渡された大きな袋に顔を埋めてお礼を言う。

やっぱりわたしの勘は間違っていなかった。この人たちはなんていい人なんだろう。

「今はお金がないけれど、必ずお礼をするわ」

そんないいのよ、とディワーリが笑っていると、ドアが突然開いてアブソレムが入ってきた。


「帰るぞ」

そっけなくそれだけ言ってさっさと外に出てしまった。

ディワーリはアブソレムの顔が見えた途端、ギャアと叫んで奥の部屋に行ってしまった。

「わかったわ。本当にありがとう。そろそろ行かないと。今日お客様が見えるの」

わたしが貰った袋を両手に抱えなおしていると、マダムが「どなたが見えるの?」と尋ねる。

「ええと、クロス派の王子だと聞いたわ」

わたしの言葉を聞いたマダムが険しい顔をした。

「まさか、トーマ・ベルナール様?」

「そうなのかしら?名前は伺っていなくて」

肩をすくめてそう答えると、マダムは少し考えてから小さな声で呟くように言った。

「トーマ様にはお気をつけて。アリス様。」

「え、どうして?」

マダムの真剣な顔に、一抹の不安を感じる。

「トーマ様は結婚相手を探していらっしゃいます。アリス様が現れたと知ったら、なんらかの手が回されるでしょう」

言葉の意味するところがわからず、私は首をかしげる。

「クロス派はクロス派同士で結婚をするのではなくて?」

「普通はそのようにしますわ。もちろん、他の宗派と婚姻しても全く問題はありません」

そうなのね。他宗派との結婚に関しては思っていたよりも寛容のようだ。

「ただし、王族となれば話は別。トーマ様はこの国の次代の王となられる方です」

未だに意味がよくわからず、わたしは黙って聞いている。

「基本的に、同じ宗派ですと生まれる子の宗派も同じものになります。クロス派の両親から生まれる子は、やはりクロスの加護を持った子ということ」

マダムはそこでため息をついた。

「でも、ごくたまに変異が起きて、別の宗派の子が生まれることがあるのよ」

いつのまにか戻ってきていたディワーリが続ける。

「隣国のペルシア国の話です。トルニカ派の第二夫人が他の宗派の子をお産みになって……。その子たちは、結局行方不明に」

ディワーリは悲しそうに、まつげを震わせた。

「そして、おふたりのお母様である王妃様は極刑に処せられた」

わたしは息を飲む。

「でも、変異はたまにあることなのよね?それなのになぜ?」

「そうだけれど……。王妃様が不貞を働いたと強硬に言い張る派閥があった、と聞いているわ」

つまり、他宗派の者と不貞を働いたため、トルニカ以外の子が生まれたのだと責められたわけか。
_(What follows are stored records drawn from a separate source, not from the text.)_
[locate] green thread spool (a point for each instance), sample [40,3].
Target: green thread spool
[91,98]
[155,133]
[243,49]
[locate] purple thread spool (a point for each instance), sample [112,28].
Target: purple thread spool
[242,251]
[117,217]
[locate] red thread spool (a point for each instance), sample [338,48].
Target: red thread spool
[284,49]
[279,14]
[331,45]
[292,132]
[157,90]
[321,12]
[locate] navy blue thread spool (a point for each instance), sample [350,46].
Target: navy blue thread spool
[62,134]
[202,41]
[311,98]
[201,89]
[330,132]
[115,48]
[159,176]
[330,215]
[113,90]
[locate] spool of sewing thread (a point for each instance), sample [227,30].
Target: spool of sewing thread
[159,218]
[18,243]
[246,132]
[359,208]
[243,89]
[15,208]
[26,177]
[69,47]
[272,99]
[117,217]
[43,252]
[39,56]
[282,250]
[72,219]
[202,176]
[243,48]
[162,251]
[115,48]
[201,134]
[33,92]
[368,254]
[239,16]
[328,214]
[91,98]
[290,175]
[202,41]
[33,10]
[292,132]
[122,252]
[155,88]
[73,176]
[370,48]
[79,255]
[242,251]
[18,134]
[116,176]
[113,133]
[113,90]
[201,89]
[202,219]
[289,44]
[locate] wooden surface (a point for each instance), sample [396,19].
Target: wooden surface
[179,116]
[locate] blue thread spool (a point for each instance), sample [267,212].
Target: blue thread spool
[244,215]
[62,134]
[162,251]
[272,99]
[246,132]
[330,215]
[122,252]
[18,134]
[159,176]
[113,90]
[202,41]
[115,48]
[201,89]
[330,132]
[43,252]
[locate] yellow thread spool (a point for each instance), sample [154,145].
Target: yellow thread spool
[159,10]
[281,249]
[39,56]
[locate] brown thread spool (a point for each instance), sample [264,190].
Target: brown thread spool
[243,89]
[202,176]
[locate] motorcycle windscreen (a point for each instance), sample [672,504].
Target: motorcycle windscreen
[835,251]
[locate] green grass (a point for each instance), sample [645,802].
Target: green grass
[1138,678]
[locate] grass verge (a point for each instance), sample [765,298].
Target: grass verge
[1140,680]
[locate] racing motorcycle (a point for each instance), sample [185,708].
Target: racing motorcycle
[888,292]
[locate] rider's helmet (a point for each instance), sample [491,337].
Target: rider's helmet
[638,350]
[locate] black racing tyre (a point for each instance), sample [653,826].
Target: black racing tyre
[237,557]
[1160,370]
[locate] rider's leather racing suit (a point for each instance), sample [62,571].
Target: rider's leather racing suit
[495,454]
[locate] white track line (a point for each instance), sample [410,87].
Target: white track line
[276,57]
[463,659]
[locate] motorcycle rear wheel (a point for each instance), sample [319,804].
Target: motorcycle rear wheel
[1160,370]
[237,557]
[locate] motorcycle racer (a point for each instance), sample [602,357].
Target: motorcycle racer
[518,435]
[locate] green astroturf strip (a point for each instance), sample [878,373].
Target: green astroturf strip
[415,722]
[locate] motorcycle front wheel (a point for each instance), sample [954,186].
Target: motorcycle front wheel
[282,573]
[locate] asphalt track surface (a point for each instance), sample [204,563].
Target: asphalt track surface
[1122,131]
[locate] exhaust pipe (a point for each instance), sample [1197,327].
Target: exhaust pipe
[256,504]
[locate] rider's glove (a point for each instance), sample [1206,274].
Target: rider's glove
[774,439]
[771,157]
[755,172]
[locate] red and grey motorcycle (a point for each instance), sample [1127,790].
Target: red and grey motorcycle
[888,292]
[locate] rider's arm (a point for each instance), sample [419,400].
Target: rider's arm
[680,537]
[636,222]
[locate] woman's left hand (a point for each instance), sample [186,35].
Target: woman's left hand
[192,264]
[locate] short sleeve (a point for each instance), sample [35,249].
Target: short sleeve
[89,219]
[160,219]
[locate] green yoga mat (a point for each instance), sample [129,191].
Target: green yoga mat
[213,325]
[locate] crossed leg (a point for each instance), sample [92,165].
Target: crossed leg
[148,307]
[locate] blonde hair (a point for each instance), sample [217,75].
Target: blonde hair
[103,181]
なんてひどい話なんだろう。

「それで、どうしてわたしが関係するの?」

わたしの疑問は、マダムが答えてくれた。

「アリス様のような加護を持たない方達は、確実に父方の宗派の子を産むと言われているのよ」

背筋がつうっと冷たくなった。

確実に王家の血を残せる腹として、わたしを利用しようとするかもしれないということか。

「……教えてくれてありがとう。気をつけるわ」


扉の外では、アブソレムが待ちくたびれていた。

「話が長い」

「ごめんなさい。ちょっと色々と教えて貰っていたの」

わたしは貰った服の詰まっている袋を抱えて、箒に座った。

アブソレムは何の荷物も持っていない。スパイス店の主人に頼んだのだろう。

「それじゃあ、サムージャ、ディワーリ。今日は本当にありがとう」

ふたりはわたしとアブソレムに、膝を折ってお辞儀をした。

「仕立てが終わったら、お洋服を送るわ。アリス様」

ディワーリの言葉を聞き終わる前に、アブソレムは地面を勢い良く蹴った。


空からケルンの街を眺めながら、わたしはアブソレムに聞いてみた。

「ねえアブソレム。わたし、王子様に求婚されると思う?」

アブソレムは吹き出して、その勢いで箒がガクッと揺れた。

「一体服屋でなんの話をしていたんだ?」

アブソレムの呆れ声を聞きながら、わたしは胸に不安の種が生まれたのを感じていた。